After fixing the issue, the server came up with either boot disk.
Everything looked good.
However, after 30 to 40 minutes, the system crashed again.
It appeared to be the same error:
It would not boot any more no matter how long I let it rest.console error wrote:Code: Select all
Sun Fire V210/V240,Netra 240, No Keyboard Copyright 1998-2003 Sun Microsystems, Inc. All rights reserved. OpenBoot 4.11.4, 2048 MB memory instal Ethernet address 0:3:ba:42:45:43, Host ID: 83424543. ok SC Alert: DISK @ HDD0 has FAILED. SC Alert: DISK @ HDD1 has FAILED. boot Boot device: disk1 File and args: SunOS Release 5.8 Version Generic_117350-46 64-bit Copyright 1983-2003 Sun Microsystems, Inc. All rights reserved. / SC Alert: SC initiating hard host system shutdown due to fault at MB.T_ENC. SC Alert: System poweron is disabled. SC Alert: TEMP_SENSOR @ MB.T_ENC has exceeded low hard shutdown threshold. SC Alert: Host system has shut down. SC Alert: TEMP_SENSOR @ MB.T_ENC has exceeded low warning threshold. SC Alert: System poweron is disabled.
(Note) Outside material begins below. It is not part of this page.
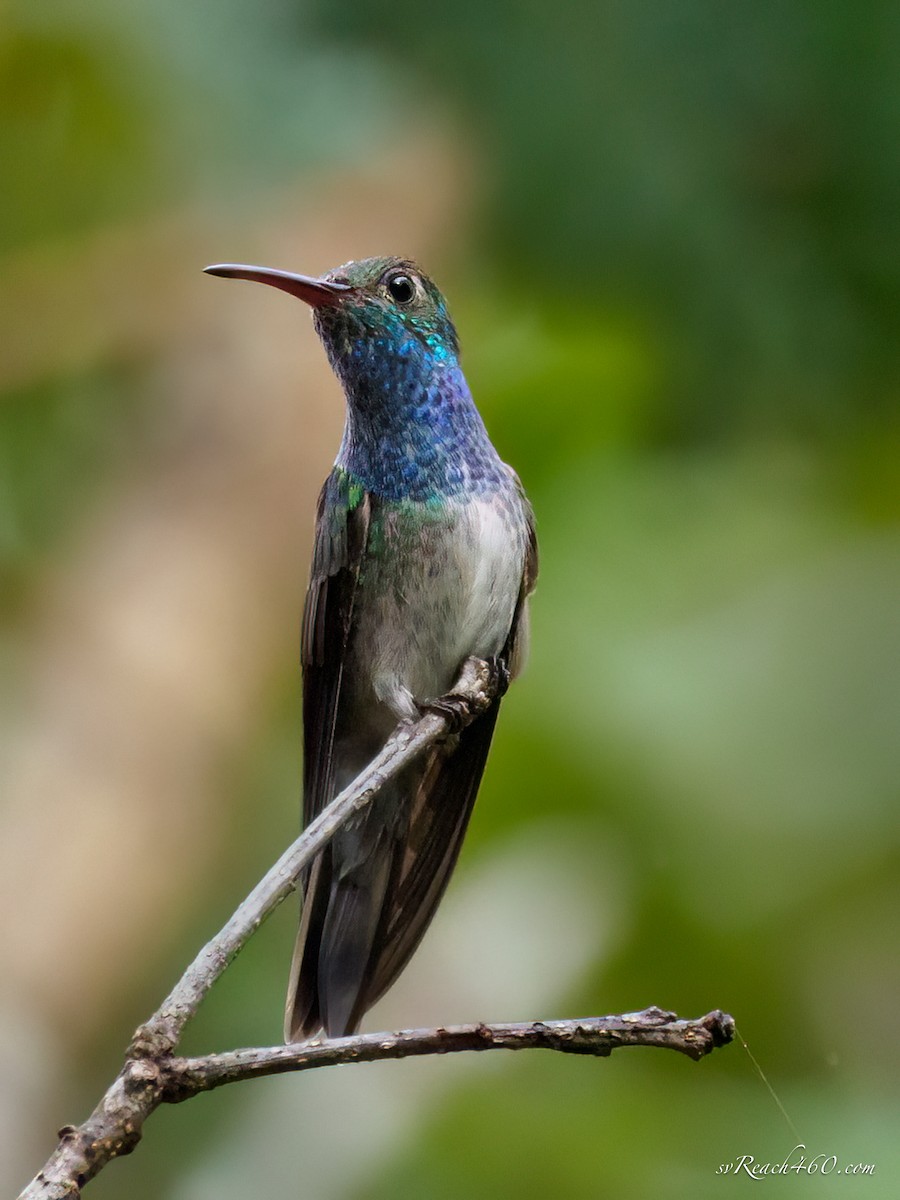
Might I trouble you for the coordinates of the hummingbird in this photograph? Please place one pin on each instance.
(425, 555)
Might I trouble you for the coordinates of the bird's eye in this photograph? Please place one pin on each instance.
(401, 288)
SC Alert: TEMP_SENSOR @ MB.T_ENC has exceeded low hard shutdown threshold.
I then communicated with technical support and they determined that it may be the sensor problem.
Where is the sensor?
It is on the front bezel, according to the technical support.
The field engineer came in again with the new front bezel (including the sensor, of course) but the plastic molds were broken. We decided to boot it up to see if it solved the issue. If it does, we will then order a new front bezel with the sensor later.
After booting up the server for just over 4 hours, it is still running (knock on wood).
Hopefully, this solved the problem for good.